“Three hours’ steaming—certainly no more. We should have met you sooner if we could have got on in the dark. Here’s the General’s letter.” He held it out, and Brian, making a long arm from the Asteroid’s paddle-box, took it from him.
“Thanks. Come to breakfast, won’t you?” said Colonel Bayard shortly, and withdrew a pace or two—there was no possible privacy in the crowded ship—to read the despatch. Presently he beckoned to Richard.
“He is bent on fighting,” he said with a sigh. “Look here—this was written after receiving mine sent after our return from the durbar, when I said I feared we might be besieged, and asked for supplies. You see he bids me point-blank break off negotiations, and make no further efforts for peace.”
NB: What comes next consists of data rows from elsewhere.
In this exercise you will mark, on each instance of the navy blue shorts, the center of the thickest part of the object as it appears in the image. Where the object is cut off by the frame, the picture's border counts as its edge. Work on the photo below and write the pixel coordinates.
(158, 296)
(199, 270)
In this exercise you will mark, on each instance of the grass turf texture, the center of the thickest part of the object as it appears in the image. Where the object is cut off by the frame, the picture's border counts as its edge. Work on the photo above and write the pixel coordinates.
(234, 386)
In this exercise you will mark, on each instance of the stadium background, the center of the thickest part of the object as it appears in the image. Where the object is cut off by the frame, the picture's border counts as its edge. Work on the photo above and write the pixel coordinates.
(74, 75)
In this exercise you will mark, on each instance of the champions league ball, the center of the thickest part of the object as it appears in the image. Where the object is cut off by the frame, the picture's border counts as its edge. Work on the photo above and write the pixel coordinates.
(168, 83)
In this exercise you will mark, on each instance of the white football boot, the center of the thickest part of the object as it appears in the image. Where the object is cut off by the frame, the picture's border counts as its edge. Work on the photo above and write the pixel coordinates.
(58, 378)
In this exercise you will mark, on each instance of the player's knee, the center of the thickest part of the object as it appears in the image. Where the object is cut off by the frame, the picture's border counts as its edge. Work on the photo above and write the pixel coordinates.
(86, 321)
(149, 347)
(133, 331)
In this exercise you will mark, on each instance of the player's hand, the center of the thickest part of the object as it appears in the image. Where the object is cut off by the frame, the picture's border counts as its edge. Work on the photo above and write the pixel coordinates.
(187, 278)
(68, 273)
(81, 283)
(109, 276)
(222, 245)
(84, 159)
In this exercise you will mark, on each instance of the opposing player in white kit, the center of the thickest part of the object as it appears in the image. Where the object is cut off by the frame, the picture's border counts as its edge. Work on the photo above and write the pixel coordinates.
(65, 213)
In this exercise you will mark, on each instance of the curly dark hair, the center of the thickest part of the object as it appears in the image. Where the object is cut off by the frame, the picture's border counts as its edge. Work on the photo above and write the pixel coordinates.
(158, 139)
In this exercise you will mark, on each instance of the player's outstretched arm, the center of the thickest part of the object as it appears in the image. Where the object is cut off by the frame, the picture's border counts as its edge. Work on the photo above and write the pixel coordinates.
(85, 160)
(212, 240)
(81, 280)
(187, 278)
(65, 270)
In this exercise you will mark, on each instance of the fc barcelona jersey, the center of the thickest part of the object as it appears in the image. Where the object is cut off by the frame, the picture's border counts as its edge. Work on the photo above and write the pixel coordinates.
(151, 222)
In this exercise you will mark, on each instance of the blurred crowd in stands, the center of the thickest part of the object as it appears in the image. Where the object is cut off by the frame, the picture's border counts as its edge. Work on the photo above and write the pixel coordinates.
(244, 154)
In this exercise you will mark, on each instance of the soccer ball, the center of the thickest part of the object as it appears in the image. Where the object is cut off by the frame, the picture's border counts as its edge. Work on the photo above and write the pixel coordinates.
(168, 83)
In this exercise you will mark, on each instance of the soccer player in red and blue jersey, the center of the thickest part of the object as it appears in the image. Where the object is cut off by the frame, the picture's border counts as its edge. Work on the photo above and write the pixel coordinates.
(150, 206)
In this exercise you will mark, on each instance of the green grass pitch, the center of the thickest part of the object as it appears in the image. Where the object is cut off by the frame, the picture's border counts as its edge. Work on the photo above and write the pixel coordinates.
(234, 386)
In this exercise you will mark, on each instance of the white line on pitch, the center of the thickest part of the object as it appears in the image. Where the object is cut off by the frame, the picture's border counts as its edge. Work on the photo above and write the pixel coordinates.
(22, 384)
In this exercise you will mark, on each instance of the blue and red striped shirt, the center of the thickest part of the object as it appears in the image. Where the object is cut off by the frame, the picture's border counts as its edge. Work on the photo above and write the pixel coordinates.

“Possibly he thought you had done all that could be done in that line——” with great seriousness. “That was the letter in which you urged him to send away the army and come to Qadirabad himself—eh?”
“Yes, I urged it most strongly. And what does he do? Destroys the last hope of accommodation—orders me to leave the Agency at once and rejoin him, or if that’s impossible, put up a good defence and wait for him there.”
“But what else could he have done?” asked Richard curiously.
“Waited—shown some patience, some forbearance, instead of hurrying things like this. The old man knows nothing of Oriental ways—that’s the sole excuse for him.”
“I shall begin to think the General ain’t so far wrong in his estimate of old Indians, when he says they have got more Oriental than the Orientals themselves!” grumbled Richard to himself as Colonel Bayard turned away from him abruptly to greet Captain Crosse as he came on board.
“And I have a special message for Mrs Ambrose,” the visitor was saying. “Sir Henry was highly displeased when he heard where she was, and is sharpening his tongue to give her the scolding she deserves.”
“Sharpening his tongue, is it?” cried Eveleen in high scorn. “Sure it’s hardening his heart he means—or trying to.”